Compared to dying I appreciate that losing your hair must seem trivial, but men lose their hair over many yrs and its accepted by society. Women losing theirs overnight is more of something that would get stared at. It gives you very little time to adapt to the situation.. and at a time when you have so much more to adapt to.
Sometimes I do feel vain for wanting my boob back. I think I should just be grateful for being here,... but I MISS MY BOOB. They dont know how that feels. They think it must feel bad, but they have no idea quite how bad and on top of being told you have a life threatening disease.
before i lost my hair i thought I was being sympathetic to a friend trying to assure her it would grow back. But when i lost mine i couldnt reassure myself. I was distraught. I thought it would never grow back. I was tortured watching shampoo adverts or seeing people with so much eyebrow hair they could have given me some and not looked short. I can sit here and assure you it will grow back. I wonder now that if i had taken pics say a month, or a few weeks apart i might have been reasuured to see positive changes.
I was such a sad little person i bought one of those image software programmes and scanned in a pic of my hair-less self and played at putting hair and glasses and hats on my photo.
There was an article in the Breastcancercare newsletter about image/ sexuality etc and how people feel guilty for worrying about it when they feel they should be worrying about treatments and cancer and that some health professionals dont like to hear such things. But when I go out in the street people can tell if i dont have hair but they cant see my scars.
I think by calling it "trivial" it almost puts down / ignores the pain that losing our hair causes us.
funny remark?
posted Tue, 10 Jun 2003 07:17PM
mary1959
I had to cash some travellers cheques today that I didn't use on holiday......I handed over my passport and the girl said "you had hair then" didn't quite know how she meant it, but it was a very normal thing to say.......I think.....
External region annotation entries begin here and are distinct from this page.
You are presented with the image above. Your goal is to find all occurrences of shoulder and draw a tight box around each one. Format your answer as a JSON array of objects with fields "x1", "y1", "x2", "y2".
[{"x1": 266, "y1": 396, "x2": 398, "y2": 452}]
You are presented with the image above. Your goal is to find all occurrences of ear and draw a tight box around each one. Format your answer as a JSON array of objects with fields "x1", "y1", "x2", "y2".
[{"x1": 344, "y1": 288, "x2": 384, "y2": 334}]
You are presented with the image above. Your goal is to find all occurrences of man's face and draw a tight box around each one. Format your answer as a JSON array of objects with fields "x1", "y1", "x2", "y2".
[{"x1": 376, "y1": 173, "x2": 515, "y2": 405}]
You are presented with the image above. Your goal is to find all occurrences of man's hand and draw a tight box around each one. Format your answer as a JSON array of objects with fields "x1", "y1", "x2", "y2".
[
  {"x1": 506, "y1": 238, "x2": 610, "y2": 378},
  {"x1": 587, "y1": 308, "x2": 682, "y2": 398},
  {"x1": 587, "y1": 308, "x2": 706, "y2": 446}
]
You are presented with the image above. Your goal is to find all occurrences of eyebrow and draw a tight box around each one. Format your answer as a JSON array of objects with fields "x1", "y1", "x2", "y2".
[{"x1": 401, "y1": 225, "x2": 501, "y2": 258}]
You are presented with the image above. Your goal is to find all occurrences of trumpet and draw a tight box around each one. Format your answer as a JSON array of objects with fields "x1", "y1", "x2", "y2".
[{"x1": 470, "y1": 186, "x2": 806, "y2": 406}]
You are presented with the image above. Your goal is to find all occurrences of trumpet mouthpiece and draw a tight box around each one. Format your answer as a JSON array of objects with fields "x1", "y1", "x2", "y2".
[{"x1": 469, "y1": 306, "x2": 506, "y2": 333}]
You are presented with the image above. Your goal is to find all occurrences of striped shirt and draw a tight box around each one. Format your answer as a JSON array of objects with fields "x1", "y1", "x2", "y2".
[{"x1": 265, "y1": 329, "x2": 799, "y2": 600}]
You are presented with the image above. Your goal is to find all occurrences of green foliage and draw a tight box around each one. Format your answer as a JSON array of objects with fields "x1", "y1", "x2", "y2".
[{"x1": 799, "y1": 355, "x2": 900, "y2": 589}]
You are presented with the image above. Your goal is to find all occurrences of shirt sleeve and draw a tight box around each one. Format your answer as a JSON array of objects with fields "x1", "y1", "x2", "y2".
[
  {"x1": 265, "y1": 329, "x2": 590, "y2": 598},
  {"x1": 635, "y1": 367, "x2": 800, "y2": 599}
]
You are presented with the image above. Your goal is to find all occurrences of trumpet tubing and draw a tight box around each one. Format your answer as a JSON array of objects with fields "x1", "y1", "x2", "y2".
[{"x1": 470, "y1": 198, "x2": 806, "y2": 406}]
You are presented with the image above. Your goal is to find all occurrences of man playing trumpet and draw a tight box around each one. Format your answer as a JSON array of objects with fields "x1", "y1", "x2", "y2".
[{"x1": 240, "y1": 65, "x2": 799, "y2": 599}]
Mary, still thin on top with no eye lashes..boohoo!
Short hair
posted Sat, 28 Jun 2003 05:06PM
lynelston
JJ
I hated having no hair, I hate even more having a boob missing and echo everybody elses response re at least you have your life etc etc. My hair started to grow again after I finished my Epi chemo in July last year. February saw the first cut to give it some style and a bit of a colour - mine came back 'salt and pepper' which I didn't like and I have a had another cut since and am due another next week. I am a learning support assistant in a primary school in Liverpool and am constantly being asked by the children 'what made me have my hair cut so short?' I tell them that my hair dresser was a bit scissor happy as I am not happy with them knowing too many personal details and may be even clicking on that I had been wearing a wig for a few months. I used to have a thick head of hair with a just past shoulder length bob, it took me almost an hour to dry, now I have a trendy short style which takes me 10 minutes if that. I can live with that and all of my friends and family tell me how much I suit the short style and should keep it this way, and you know what, I think I will. And one more thing JJ - I miss my boob too. We can put our wigs and prostheses on and no one is any the wiser but I hate that undressed image. I am due at the hospital to see the consultant on 10th July and after over a year since my op.(Op 3 April 02) I will be chatting about reconstruction with him when I go - he has pioneered tattooing a nipple colour to the reconstructed breast - hopefully while I am under anaesthetic!
Take care,
Lyn E
hair regrowth
posted Sun, 17 Aug 2003 03:19PM
SarahAnn
hello fellow chemo patient
I would like to reassure you that after 10 chemo sessions last year when I lost all my hair I now have a very full and thick thatch of grey hair as before!